Depuis quelques mois, la méthode éducative Fri For Mobberi, qui signifie « libéré du harcèlement », est expérimentée en France. Elle fait son arrivée en septembre dernier dans les écoles maternelles des cités éducatives du XVIIIe arrondissement de Paris et de Saint-Ouen-sur-Seine (Seine-Saint-Denis). Le but est de privilégier la sensibilisation dès le plus jeune âge, notamment à travers des ateliers où les enfants apprennent à être plus à l'écoute avec leurs camarades de classe. Le ministère de l'Éducation nationale prévoit de populariser cette méthode dès la rentrée 2024 avec des « cours d’empathie ».
Gabriel Attal envisage aussi la mise en place d'un temps dédié pour parler du harcèlement dans tous les établissements scolaires : ce sera le 9 novembre, lors de la journée nationale de lutte contre le harcèlement.

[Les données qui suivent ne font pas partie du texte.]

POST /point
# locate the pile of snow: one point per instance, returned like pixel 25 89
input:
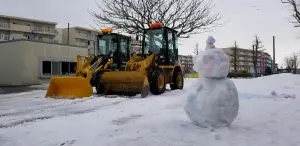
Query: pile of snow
pixel 157 120
pixel 273 86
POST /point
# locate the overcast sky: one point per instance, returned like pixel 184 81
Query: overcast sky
pixel 243 19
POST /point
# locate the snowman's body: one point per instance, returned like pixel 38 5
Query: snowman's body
pixel 213 102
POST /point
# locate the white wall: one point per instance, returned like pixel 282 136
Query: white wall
pixel 20 61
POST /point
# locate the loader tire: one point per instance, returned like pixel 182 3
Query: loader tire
pixel 157 82
pixel 178 81
pixel 100 86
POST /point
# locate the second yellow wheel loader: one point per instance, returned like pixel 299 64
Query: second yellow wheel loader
pixel 150 70
pixel 113 50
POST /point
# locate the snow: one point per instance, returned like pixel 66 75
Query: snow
pixel 213 102
pixel 264 119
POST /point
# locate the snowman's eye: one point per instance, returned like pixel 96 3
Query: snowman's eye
pixel 206 59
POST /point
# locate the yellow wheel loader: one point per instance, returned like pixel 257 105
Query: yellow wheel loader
pixel 150 70
pixel 113 51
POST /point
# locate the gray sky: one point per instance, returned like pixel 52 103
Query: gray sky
pixel 243 20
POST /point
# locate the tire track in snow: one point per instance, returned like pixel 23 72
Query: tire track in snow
pixel 58 111
pixel 28 110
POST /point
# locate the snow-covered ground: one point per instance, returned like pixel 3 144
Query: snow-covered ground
pixel 265 118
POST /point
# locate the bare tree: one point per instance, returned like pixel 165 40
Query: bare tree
pixel 292 62
pixel 295 9
pixel 256 51
pixel 295 62
pixel 234 56
pixel 197 49
pixel 288 63
pixel 188 17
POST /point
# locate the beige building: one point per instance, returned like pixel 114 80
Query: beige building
pixel 27 62
pixel 13 28
pixel 79 36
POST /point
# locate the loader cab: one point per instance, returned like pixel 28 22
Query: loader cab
pixel 161 41
pixel 115 45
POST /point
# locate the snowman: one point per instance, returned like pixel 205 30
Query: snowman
pixel 213 102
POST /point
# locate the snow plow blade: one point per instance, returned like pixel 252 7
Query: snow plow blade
pixel 70 87
pixel 125 83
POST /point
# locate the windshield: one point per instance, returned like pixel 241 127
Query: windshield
pixel 107 44
pixel 154 41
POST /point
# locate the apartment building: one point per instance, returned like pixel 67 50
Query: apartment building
pixel 79 36
pixel 245 60
pixel 186 62
pixel 14 28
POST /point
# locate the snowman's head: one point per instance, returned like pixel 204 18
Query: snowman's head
pixel 213 62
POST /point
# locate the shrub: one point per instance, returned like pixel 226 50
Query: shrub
pixel 239 74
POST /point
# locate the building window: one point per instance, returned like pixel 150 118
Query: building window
pixel 46 67
pixel 58 68
pixel 65 68
pixel 72 67
pixel 55 68
pixel 68 68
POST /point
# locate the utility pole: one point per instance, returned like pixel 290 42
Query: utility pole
pixel 68 33
pixel 273 64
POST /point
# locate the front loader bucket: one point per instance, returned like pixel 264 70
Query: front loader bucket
pixel 69 87
pixel 125 83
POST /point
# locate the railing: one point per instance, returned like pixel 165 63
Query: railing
pixel 45 30
pixel 4 25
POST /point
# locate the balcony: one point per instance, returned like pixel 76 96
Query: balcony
pixel 4 25
pixel 44 30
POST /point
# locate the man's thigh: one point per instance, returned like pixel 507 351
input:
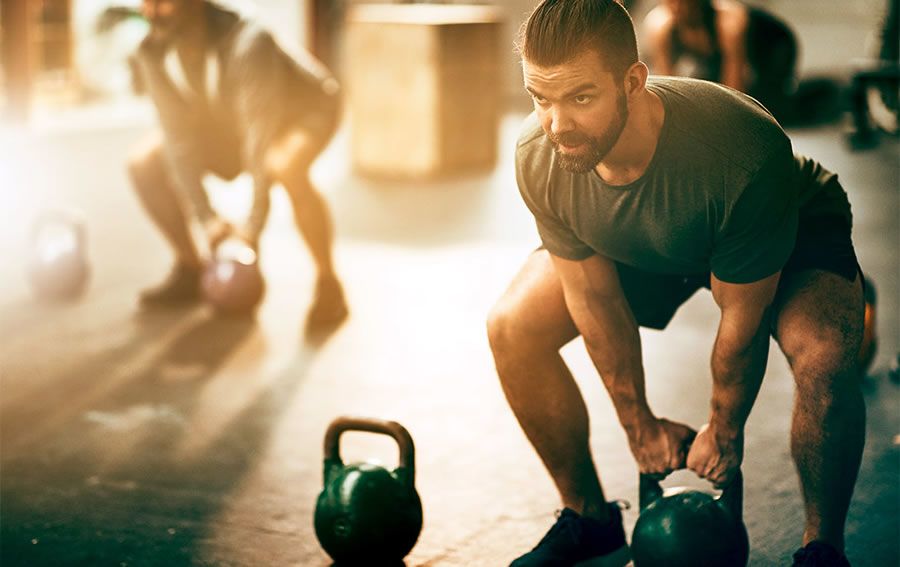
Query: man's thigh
pixel 534 303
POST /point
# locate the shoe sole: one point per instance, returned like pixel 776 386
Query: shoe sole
pixel 618 558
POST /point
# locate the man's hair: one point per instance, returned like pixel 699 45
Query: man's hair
pixel 558 30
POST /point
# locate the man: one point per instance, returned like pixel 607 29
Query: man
pixel 746 48
pixel 643 192
pixel 230 100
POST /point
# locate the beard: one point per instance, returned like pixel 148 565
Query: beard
pixel 595 148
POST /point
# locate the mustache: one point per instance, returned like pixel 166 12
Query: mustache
pixel 569 138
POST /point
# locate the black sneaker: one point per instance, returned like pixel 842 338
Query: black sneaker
pixel 817 553
pixel 579 541
pixel 181 286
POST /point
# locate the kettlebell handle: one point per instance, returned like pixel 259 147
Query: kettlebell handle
pixel 370 425
pixel 732 497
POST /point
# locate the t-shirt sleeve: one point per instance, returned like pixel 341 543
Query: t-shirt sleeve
pixel 534 181
pixel 758 235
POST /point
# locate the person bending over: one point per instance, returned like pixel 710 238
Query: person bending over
pixel 745 48
pixel 230 100
pixel 645 190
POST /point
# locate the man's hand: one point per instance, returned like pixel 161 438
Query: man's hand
pixel 715 456
pixel 660 446
pixel 217 230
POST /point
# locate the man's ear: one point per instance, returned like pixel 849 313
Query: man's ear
pixel 636 78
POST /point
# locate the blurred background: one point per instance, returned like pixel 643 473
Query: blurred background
pixel 183 437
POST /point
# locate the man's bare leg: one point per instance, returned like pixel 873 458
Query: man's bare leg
pixel 819 328
pixel 290 161
pixel 526 329
pixel 157 193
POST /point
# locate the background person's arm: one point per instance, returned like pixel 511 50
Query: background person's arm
pixel 738 365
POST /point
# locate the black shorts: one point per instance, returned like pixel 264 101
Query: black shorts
pixel 823 243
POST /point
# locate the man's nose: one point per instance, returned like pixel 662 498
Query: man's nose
pixel 560 121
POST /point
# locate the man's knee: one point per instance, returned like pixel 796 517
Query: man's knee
pixel 146 168
pixel 824 364
pixel 510 330
pixel 290 158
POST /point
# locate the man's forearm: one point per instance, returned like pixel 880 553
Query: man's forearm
pixel 737 371
pixel 188 177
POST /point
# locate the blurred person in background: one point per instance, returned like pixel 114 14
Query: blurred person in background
pixel 230 100
pixel 724 41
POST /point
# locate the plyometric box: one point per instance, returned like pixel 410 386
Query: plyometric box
pixel 423 88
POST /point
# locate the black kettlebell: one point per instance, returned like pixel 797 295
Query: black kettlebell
pixel 57 256
pixel 367 514
pixel 682 527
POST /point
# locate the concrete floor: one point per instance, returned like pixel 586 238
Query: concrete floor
pixel 181 438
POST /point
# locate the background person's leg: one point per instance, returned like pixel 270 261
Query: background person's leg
pixel 289 162
pixel 159 197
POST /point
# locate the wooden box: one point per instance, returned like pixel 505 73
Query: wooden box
pixel 423 88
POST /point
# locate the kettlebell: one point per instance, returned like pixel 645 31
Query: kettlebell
pixel 367 514
pixel 57 256
pixel 682 527
pixel 232 282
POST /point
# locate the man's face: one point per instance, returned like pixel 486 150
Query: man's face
pixel 581 107
pixel 166 17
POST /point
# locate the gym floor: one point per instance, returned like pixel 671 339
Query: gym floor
pixel 179 437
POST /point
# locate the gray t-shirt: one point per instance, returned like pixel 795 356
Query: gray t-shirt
pixel 722 193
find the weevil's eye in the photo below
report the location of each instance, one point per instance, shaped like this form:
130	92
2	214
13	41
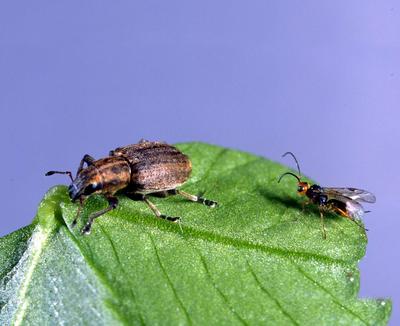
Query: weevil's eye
91	188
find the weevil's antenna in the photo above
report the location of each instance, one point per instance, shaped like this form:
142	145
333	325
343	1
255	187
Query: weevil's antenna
289	173
60	172
295	159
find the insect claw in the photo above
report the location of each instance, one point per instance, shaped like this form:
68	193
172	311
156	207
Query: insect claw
86	229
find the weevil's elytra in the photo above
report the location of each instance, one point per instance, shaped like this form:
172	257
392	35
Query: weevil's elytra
135	170
155	166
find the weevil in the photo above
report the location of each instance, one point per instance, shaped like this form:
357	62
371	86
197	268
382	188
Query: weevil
343	201
137	171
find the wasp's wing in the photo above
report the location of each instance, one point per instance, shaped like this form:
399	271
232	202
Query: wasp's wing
350	193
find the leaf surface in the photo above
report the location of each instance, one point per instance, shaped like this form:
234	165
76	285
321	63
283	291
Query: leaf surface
255	259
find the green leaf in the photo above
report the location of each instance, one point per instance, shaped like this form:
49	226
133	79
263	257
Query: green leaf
255	259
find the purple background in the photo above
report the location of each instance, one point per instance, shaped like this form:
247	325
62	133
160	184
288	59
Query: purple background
319	79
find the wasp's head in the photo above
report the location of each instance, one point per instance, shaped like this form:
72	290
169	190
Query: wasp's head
87	182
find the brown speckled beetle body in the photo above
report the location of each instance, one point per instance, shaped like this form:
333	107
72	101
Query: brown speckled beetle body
136	170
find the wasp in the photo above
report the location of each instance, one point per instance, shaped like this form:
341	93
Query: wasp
343	201
136	170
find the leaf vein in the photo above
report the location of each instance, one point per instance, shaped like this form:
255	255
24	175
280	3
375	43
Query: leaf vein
222	295
264	289
169	281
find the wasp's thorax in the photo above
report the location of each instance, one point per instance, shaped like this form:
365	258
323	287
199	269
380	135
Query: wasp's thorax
106	175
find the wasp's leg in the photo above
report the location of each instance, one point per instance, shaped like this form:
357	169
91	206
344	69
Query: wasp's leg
157	212
112	204
322	223
86	159
78	213
354	221
194	198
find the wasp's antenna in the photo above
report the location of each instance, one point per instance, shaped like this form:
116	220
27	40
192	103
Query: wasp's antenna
295	159
289	173
60	172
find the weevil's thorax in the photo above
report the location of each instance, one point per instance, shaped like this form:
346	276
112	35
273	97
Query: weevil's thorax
105	176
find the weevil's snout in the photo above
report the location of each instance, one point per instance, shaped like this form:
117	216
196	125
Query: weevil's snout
73	192
302	188
84	185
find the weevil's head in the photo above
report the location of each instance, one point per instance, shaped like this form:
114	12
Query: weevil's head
302	187
86	183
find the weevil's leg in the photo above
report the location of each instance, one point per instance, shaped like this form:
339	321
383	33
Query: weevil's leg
81	201
304	204
157	212
86	159
194	198
322	223
112	204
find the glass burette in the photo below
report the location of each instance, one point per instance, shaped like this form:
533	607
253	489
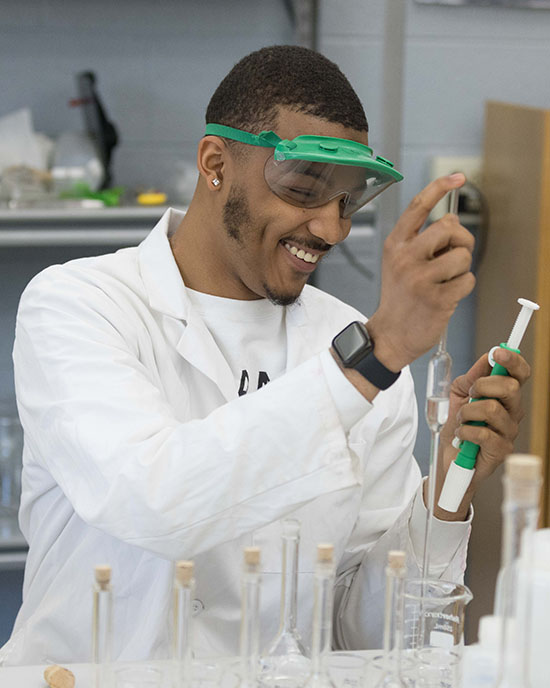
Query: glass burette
437	411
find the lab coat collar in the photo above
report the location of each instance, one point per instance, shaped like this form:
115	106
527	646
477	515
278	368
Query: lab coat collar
167	294
159	270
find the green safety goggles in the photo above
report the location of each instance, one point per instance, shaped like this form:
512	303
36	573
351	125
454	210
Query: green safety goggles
309	171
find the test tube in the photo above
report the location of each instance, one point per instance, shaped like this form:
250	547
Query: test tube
102	625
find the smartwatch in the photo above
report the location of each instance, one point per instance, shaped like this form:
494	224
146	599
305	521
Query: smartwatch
355	349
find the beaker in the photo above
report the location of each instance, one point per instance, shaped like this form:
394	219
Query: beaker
11	448
434	630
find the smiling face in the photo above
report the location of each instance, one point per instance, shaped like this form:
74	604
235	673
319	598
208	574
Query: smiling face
264	247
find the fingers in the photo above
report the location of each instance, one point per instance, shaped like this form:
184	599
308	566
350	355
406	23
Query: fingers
492	412
446	233
449	265
514	363
493	446
416	214
461	385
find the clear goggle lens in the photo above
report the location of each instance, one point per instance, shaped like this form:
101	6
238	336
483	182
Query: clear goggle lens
309	184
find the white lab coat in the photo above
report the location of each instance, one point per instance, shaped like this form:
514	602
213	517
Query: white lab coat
138	452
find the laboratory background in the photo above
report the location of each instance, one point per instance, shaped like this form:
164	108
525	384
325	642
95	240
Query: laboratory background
446	86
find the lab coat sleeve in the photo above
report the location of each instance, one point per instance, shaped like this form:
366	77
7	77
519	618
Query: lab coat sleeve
391	472
99	423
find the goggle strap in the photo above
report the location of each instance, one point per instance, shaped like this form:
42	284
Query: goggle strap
266	139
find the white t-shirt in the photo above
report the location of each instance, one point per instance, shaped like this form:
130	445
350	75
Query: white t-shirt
250	334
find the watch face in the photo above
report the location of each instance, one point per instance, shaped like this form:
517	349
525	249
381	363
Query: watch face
352	343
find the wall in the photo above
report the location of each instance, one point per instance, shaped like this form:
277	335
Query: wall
157	65
455	58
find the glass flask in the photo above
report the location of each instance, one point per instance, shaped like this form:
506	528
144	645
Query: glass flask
392	676
102	626
182	653
284	662
323	600
250	618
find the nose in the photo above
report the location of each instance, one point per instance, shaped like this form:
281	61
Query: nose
327	224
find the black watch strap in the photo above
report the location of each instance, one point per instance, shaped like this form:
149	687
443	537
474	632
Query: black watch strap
376	372
354	346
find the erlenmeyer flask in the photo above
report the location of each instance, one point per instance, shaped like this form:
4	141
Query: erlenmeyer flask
284	661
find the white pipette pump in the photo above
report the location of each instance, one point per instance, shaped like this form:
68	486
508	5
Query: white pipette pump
461	471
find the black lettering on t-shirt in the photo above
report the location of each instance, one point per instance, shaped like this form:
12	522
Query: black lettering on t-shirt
243	387
263	379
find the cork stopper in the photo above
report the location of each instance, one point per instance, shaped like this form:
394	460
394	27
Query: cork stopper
184	572
252	556
102	574
58	677
325	553
396	559
523	467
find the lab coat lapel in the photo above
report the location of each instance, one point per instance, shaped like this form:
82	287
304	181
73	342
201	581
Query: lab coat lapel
167	294
198	347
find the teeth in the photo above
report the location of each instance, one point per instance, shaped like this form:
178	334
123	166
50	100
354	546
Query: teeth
300	253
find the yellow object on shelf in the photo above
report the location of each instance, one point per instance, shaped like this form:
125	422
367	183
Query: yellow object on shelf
151	198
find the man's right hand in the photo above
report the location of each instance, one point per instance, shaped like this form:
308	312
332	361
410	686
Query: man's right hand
424	276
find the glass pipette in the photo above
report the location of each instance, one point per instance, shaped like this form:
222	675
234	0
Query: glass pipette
437	411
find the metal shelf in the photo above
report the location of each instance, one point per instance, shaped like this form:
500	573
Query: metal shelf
72	237
121	226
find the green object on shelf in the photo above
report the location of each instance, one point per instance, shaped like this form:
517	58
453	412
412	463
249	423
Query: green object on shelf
110	197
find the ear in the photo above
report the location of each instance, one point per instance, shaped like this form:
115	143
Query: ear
213	161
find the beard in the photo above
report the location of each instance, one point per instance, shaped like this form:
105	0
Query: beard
237	222
236	214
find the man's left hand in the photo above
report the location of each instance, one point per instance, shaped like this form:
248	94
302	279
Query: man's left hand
501	409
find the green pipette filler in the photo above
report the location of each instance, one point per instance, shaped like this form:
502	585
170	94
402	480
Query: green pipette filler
461	471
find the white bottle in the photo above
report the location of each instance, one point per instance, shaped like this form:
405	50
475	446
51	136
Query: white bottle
480	662
534	605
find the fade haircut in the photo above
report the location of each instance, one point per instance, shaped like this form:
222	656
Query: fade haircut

À cette occasion, deux heures seront banalisé afin de mettre en place des actions spécifiques au sein même des établissements.
« 100 % détection » : repérer et responsabiliser
Pour mieux repérer les situations de harcèlement, l’exécutif prévoit d’élaborer une grille d’auto-évaluation, à tous les élèves du CE2 à la 3e, distribuée le 9 novembre, qu’ils pourront remplir afin de se situer sur une échelle du harcèlement. Cette grille, qui débutera par des « signaux faibles », sera le fruit d’échanges menés avec des spécialistes de l’enfant. Le dispositif Phare (Plan de prévention du harcèlement à l'école) lancé en 2021 dans les écoles et collèges, et généralisé aux lycées depuis la rentrée, sera aussi renforcé. De ce fait, des brigades anti-harcèlement pourraient aussi voir le jour dans les 30 académies de France. Elles seront composées de psychologues et de fonctionnaires formés à soutenir les chefs d'établissement en cas de crise et d’élèves ambassadeurs qui auront un rôle de surveillance au sein des classes. Des cellules dédiées au harcèlement seront mises en place dans tous les rectorats.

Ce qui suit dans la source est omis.